As intimated above, in order for assent to a new contract to be implied from the mere acceptance and cashing of the check the letters or other documents accompanying same should make it plain that such retention and use of the check could only rightfully be exercised upon acceptance of the conditions upon which it is tendered, otherwise the check to be returned to the sender, and the terms and conditions should also be expressed with reasonable certainty and clearness. It should also appear from the declaration that the plaintiff has performed all things required of him, if any, by the new contract, which would entitle him to demand performance on the part of the defendant.

The declaration does not make it very clearly to appear *Page 306 that by plaintiff's proposal, defendants were to return the check if they did not assent to the terms. It is true, the check was tendered upon the conditions named, but in view of plaintiff's retention of the entire 500 bags, for which it tendered the invoice price, and its reference to the Witt proposition, by which Witt was to pay the invoice price for all sugars retained, and the statement of plaintiff in closing the letter that, "We are inclined to think this closes the entire matter; but see no reason why you should be unwilling to accept the settlement as tendered, and hope under the circumstances you will do so," no return of the check being requested if the terms were not agreed to, it is at least a debatable question whether the defendants were given clearly to understand that if they retained and cashed the check they thereby must necessarily assent to the conditions.
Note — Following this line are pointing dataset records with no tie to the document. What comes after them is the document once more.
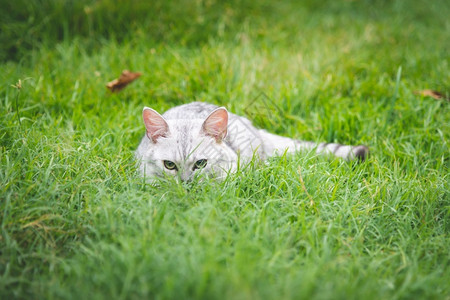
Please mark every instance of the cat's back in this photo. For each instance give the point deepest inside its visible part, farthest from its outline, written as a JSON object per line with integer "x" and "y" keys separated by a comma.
{"x": 193, "y": 110}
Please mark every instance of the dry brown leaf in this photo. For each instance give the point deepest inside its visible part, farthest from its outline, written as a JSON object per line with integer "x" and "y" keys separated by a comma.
{"x": 433, "y": 94}
{"x": 125, "y": 79}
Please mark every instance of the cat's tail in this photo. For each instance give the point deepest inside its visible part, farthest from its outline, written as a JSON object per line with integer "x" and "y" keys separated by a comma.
{"x": 275, "y": 144}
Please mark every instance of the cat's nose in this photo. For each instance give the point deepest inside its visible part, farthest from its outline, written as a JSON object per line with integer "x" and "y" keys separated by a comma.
{"x": 185, "y": 177}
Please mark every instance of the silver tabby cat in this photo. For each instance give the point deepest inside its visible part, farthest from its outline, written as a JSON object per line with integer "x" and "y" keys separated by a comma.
{"x": 203, "y": 139}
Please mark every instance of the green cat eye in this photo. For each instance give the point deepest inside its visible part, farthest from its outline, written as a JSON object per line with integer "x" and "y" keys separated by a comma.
{"x": 199, "y": 164}
{"x": 170, "y": 165}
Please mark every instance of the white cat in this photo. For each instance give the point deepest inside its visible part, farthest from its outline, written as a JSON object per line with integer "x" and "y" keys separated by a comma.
{"x": 201, "y": 138}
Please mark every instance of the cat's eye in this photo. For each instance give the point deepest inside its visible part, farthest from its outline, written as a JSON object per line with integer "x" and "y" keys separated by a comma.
{"x": 201, "y": 163}
{"x": 170, "y": 165}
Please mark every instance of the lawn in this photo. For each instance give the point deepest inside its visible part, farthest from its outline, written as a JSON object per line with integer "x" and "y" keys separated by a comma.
{"x": 77, "y": 222}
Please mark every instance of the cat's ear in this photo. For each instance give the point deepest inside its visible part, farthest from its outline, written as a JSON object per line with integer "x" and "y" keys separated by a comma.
{"x": 216, "y": 124}
{"x": 155, "y": 124}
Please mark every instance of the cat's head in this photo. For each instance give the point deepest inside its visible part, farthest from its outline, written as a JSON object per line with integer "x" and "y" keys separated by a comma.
{"x": 186, "y": 148}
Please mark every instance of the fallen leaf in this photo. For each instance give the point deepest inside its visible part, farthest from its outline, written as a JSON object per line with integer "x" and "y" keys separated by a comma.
{"x": 125, "y": 79}
{"x": 433, "y": 94}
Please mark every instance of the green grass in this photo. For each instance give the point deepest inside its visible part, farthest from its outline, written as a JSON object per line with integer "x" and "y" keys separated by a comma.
{"x": 78, "y": 222}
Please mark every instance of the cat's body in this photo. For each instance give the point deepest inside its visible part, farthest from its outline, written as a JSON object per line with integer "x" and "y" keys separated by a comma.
{"x": 201, "y": 138}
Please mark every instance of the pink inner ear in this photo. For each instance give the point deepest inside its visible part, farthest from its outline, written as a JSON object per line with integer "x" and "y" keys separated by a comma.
{"x": 216, "y": 124}
{"x": 155, "y": 124}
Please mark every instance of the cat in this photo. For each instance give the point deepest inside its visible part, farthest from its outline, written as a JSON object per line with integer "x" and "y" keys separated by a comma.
{"x": 203, "y": 139}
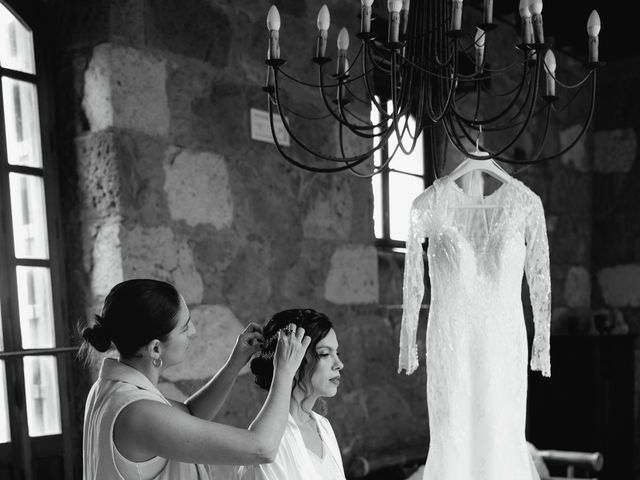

However, we are inclined to the opinion that at least a prima facie case is made out by the declaration in this regard, and we resolve this doubt in favor of the plaintiff.

The check in this case was tendered upon the following "reservations": (1) That if the Howell Company should make settlement with any concern in Tampa holding sugars that are in dispute, on any other basis than payment of full invoice price, they should extend exactly the same concessions to the plaintiffs on the invoice which the check, with certain deductions, was sent to cover. (2) That any settlement made with the C. B. Witt Company should be extended to plaintiffs, and adjustment made on same basis. The letter stated in this connection, that "we understand the C. B. Witt Company have been relieved of certain sugars." Then there is attached a copy of letter from the Howell Company's agents to C. B. Witt Co., containing the acceptance of the Witt Company's proposition to take 271 sacks of sugar at the invoice price of 22 cents, and return 379 bags. The declaration goes on to allege that the sugars *Page 307 were delivered to both plaintiff and the Witt Company at about the same time and at the same invoice price; that both had objected to paying for same at such price, there being no contract obligation on either to pay such price; that defendant did make settlement with the Witt Company, accepting the return of 379 bags, which at time of settlement had declined to 9 cents per lb., and has since remained at less than that price, and had relieved the Witt Company of any obligation on account of the sugar so returned, — "whereby plaintiff is entitled to receive of defendants 13 cents per pound on 500 bags of sugar, containing upwards of 50,000 pounds," etc.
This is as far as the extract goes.